SAN DIEGO – The market's latest gyrations, if nothing else, should shake investors out of the complacency of thinking that what goes up must go higher.
As I said on CNBC's High Net Worth recently, it's a hit-yourself-on-the-forehead as you say, "Gee, I should've had a V-8" moment. That means it's time to reassess your tolerance for risk, especially with rates on money markets funds and short-term CDs hovering closer (and in some cases higher than) 5 percent.
As the market gets more wobbly, there's more chatter about how this does or doesn't resemble the period before the 1987 crash. Barclays Capital recently came out with a headline-grabber showing the comparisons then and now. It certainly was good PR for Barclays!
Beyond that: Best of luck. The Dow isn't even down 5 percent from its highs. In the crash it was down 23 percent. There are plenty of easy comparisons with 1987, such as a weak dollar, inflation fears, a new Fed chief and concerns of a housing bust. Yet bulls are quick to point out that using one metric - the price-earnings multiple for the Standard & Poor's 500 - stocks are cheaper today than they were then, with profit margins at record highs.
Nothing, of course, is quite that easy - and there is more than one way to interpret the numbers.
As John Hussman of Hussman Funds points out in his weekly commentary at hussmanfunds.com, "While profit margins are at record highs, disposable income as a percentage of GDP is closing in on record lows."
(Hint, according to Hussman: With that ratio, the current unemployment rate "and S&P 500 earnings at the top of their 6 percent long-term growth channel, investors should not at all be surprised to see 'surprising' wage inflation, accompanied by disappointing profit margins and weak earnings growth in the next few years." That, in theory, should translate into lower stocks.)
Will Hussman be right?
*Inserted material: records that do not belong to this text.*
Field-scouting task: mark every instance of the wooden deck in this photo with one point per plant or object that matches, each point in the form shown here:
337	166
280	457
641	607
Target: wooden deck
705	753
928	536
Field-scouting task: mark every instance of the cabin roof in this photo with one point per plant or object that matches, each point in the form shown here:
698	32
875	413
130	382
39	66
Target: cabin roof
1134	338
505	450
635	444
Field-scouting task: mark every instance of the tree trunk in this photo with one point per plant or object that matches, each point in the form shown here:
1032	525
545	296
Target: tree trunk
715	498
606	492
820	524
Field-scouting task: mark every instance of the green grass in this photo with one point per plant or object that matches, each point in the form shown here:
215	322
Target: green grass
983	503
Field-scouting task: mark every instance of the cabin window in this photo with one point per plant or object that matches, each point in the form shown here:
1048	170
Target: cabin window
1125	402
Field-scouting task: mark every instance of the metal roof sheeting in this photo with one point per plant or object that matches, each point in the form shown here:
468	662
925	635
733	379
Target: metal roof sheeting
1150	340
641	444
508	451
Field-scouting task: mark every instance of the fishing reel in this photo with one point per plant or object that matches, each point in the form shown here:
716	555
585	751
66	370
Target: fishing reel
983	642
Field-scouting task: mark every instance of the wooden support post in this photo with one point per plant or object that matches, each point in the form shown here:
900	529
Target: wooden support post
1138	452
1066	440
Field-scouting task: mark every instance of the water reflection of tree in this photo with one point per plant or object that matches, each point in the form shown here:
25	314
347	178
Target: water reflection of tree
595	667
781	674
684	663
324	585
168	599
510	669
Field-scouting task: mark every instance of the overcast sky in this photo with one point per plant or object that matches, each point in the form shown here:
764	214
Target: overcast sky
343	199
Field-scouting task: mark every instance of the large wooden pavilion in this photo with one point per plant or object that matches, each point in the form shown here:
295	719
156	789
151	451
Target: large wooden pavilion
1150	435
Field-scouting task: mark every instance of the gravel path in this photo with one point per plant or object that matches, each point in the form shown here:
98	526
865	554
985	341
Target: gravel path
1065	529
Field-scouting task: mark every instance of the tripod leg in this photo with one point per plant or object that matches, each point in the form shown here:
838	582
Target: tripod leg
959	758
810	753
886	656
Will he be wrong? Should you buy more whatever you like as the market dips? Or will this, in retrospect, have been a great opportunity to sell?
Who knows, and for clarity: Consult a Gypsy.
All I know is that if you haven't done so already it's time to reassess what you own, why you own it and what your options are. You don't always get a second chance, and this market is handing one to you on a silver platter.